When two child repositories extend the same nested repository, they remain logically separate. Only changes made to the common nested repository will affect any child repositories.

Inference, indexing and queries

A child repository ignores all values for its ruleset configuration parameter and automatically uses the same ruleset as its parent repository. Child repositories compute inferences based on the union of the explicit data stored in the child and parent repositories. Changes to either parent or child cause the set of inferred statements in the child to be updated.

Note

The child repository must be initialised (running) when updates to the parent repository take place, otherwise the child can become logically inconsistent.

When a parent repository is updated, before its transaction is committed, it updates every connected child repository by a set of statement INSERT/DELETE operations. When a child repository is updated, any new resources are recorded in the parent dictionary so that the same resource is indexed in the sibling child repositories using the same internal identifier.

Note

A current limitation on the implementation is that no updates using the owl:sameAs predicate are permitted.

Queries executed on a child repository should perform almost as well as queries executed against a repository containing all the data (from both parent and child repositories).

Configuration

Both parent and child repositories must be deployed using Tomcat and they must deployed to the same instance on the same machine (same JVM).

Repositories that are configured to use the nesting mechanism must be created using specific RDF4J SAIL types:

  • owlim:ParentSail - for parent (shared) repositories;
  • owlim:ChildSail - for child repositories that extend parent repositories.

(Where the owlim namespace above maps to http://www.ontotext.com/trree/owlim#.)

Additional configuration parameters:

  • owlim:id is used in the parent configuration to provide a nesting name;
  • owlim:parent-id is used in the child configurations to identify the parent repository.

Once created, a child repository must not be reconfigured to use a different parent repository as this leads to inconsistent data.

Note

When setting up several GraphDB instances to run in the same Java Virtual Machine, i.e., the JVM used to host Tomcat, make sure that the configured memory settings take into account the other repositories.

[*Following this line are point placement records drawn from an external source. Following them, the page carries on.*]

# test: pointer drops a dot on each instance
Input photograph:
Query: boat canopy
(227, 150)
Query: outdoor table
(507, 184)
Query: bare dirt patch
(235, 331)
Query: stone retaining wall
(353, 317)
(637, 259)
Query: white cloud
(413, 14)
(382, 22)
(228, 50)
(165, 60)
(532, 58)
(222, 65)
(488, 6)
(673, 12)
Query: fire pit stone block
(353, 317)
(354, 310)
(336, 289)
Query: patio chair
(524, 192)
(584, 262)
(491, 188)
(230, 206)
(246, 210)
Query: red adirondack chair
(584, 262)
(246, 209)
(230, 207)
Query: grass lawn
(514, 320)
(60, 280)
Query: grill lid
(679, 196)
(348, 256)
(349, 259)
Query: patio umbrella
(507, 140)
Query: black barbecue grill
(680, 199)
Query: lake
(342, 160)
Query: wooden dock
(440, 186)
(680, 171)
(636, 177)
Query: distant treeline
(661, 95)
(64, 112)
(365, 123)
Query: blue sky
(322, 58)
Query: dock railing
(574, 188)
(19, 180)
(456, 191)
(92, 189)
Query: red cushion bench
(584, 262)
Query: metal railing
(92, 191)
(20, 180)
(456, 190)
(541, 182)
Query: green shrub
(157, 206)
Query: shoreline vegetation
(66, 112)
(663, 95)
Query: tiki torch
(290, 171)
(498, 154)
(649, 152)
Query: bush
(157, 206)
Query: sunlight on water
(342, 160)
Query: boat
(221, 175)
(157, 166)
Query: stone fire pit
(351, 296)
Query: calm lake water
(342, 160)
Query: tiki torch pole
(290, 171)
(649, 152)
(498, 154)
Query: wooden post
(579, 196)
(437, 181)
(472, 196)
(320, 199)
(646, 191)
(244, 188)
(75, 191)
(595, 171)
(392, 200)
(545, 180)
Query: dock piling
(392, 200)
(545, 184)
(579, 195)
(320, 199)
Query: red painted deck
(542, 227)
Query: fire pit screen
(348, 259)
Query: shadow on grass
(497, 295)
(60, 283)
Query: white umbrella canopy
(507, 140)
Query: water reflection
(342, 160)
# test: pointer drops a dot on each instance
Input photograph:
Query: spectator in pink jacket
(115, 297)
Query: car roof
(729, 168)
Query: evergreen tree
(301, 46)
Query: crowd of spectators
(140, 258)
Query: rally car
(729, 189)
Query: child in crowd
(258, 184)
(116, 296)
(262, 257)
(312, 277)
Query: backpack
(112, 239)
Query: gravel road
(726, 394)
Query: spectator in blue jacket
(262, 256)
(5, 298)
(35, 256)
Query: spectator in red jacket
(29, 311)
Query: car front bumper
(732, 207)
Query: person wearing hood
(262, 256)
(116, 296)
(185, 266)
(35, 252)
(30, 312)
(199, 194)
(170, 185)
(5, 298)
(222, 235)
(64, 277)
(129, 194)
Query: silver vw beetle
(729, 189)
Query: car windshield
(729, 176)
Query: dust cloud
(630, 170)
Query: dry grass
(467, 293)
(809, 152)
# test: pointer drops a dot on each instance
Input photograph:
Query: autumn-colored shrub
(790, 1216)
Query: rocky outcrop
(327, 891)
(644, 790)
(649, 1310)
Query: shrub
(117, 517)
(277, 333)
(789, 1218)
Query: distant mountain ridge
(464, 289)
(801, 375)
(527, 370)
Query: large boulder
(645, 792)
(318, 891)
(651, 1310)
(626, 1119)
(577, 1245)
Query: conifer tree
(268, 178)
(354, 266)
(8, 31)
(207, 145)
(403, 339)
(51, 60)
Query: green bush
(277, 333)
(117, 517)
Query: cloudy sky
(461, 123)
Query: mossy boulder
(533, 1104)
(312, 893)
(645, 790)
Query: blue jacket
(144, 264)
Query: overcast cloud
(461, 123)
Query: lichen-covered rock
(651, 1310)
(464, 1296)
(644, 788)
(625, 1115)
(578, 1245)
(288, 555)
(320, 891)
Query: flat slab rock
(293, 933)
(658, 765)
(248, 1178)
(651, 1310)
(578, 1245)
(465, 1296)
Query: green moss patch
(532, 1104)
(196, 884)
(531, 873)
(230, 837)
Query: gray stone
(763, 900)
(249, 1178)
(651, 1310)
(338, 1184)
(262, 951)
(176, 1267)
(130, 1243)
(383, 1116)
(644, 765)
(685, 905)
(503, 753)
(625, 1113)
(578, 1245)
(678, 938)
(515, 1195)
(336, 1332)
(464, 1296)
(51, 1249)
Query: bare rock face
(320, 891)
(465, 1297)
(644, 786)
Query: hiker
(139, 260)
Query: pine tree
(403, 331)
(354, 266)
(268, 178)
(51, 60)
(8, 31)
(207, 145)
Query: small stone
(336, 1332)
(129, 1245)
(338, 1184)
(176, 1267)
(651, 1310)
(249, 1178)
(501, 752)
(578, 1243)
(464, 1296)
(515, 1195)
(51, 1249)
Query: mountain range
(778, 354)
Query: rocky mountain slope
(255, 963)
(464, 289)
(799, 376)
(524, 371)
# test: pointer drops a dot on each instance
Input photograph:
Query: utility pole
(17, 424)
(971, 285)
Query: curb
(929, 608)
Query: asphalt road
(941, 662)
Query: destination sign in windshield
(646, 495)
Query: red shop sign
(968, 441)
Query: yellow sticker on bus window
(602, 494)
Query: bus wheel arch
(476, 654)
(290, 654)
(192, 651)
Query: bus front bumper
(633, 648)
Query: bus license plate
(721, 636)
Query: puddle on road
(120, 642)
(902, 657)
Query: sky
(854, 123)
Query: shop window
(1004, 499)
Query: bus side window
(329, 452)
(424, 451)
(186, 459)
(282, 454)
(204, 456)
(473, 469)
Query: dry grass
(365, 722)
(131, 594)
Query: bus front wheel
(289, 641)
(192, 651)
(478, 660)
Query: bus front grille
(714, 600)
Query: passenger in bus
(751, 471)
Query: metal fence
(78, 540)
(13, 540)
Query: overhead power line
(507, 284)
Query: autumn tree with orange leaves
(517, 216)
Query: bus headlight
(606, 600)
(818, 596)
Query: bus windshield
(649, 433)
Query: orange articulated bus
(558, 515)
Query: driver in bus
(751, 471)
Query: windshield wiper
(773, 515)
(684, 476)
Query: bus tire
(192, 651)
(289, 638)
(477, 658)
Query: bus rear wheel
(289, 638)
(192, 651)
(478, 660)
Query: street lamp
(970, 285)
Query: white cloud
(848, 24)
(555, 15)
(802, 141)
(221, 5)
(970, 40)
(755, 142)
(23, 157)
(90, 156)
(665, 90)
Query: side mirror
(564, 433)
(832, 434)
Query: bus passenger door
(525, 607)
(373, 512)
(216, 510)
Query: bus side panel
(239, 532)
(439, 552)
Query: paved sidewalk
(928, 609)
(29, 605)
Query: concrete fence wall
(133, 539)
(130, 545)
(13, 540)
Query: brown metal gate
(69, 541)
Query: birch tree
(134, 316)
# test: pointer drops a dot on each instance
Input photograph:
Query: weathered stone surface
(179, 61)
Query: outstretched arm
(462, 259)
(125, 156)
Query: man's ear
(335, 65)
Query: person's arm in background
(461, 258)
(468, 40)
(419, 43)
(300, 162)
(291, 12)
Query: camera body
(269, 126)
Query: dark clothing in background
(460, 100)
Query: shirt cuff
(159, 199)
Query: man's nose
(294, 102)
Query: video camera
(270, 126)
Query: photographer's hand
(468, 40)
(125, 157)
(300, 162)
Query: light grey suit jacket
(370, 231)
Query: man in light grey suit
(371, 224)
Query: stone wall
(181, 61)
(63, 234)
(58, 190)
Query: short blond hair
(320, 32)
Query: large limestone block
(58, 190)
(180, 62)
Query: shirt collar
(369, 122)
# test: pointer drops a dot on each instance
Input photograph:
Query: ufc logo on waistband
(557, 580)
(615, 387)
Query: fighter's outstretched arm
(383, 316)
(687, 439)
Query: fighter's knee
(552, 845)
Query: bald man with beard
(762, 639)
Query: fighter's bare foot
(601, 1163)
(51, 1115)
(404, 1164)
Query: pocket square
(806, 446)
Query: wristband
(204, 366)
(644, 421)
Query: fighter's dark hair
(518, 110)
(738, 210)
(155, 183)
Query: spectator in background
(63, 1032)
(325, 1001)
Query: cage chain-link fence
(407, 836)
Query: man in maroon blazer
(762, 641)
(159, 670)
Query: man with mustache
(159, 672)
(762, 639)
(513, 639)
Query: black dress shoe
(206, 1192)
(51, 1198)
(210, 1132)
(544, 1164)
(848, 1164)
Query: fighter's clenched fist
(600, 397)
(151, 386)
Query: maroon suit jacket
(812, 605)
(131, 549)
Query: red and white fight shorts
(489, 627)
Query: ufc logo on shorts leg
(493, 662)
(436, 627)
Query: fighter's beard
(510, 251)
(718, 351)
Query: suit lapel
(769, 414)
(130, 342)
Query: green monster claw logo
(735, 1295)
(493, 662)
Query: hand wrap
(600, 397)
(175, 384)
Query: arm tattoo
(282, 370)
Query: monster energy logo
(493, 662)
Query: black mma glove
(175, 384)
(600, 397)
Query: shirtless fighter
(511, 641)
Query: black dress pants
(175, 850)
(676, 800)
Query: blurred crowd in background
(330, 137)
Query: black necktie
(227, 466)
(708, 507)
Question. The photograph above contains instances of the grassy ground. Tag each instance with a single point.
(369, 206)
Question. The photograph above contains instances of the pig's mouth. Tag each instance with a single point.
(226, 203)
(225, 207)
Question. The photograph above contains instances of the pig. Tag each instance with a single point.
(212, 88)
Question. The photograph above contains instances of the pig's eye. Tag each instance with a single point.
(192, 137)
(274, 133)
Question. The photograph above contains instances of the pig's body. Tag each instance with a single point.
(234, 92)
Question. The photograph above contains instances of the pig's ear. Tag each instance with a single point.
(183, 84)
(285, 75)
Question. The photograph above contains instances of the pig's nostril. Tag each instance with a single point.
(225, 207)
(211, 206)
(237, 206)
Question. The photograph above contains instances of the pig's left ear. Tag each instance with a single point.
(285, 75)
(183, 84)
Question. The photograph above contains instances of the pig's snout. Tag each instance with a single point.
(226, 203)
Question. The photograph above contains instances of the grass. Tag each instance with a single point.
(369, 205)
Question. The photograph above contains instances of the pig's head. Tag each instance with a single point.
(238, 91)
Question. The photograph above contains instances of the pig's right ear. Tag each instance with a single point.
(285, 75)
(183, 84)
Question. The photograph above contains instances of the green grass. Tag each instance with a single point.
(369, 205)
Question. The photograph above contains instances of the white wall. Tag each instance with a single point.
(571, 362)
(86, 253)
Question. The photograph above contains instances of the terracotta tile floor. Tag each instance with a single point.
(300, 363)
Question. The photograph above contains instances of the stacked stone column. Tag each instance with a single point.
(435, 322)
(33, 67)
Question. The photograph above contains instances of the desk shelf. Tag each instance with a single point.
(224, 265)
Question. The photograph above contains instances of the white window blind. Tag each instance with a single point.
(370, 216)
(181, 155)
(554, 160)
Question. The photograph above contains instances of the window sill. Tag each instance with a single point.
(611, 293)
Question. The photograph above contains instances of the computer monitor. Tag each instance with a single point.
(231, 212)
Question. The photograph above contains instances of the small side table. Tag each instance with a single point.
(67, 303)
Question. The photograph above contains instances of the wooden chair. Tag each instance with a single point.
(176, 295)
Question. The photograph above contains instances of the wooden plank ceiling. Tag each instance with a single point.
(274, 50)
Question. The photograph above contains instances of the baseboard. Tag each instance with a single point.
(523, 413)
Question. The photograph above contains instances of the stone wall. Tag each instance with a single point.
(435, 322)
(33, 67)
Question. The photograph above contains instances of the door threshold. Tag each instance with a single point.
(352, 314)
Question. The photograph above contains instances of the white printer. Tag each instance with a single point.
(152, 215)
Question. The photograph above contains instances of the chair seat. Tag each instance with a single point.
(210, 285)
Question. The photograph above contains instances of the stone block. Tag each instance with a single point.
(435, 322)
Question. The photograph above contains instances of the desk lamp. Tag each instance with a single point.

For example, if setting up 3 GraphDB instances, configure them as though each of them had only one third of the total Java heap space available.

Initialisation and shut down

To initialise nested repositories correctly, start the parent repository followed by each of its children.

As long as no further updates occur, the shutdown sequence is not strictly defined. However, we recommend that you shut down the children first followed by the parent.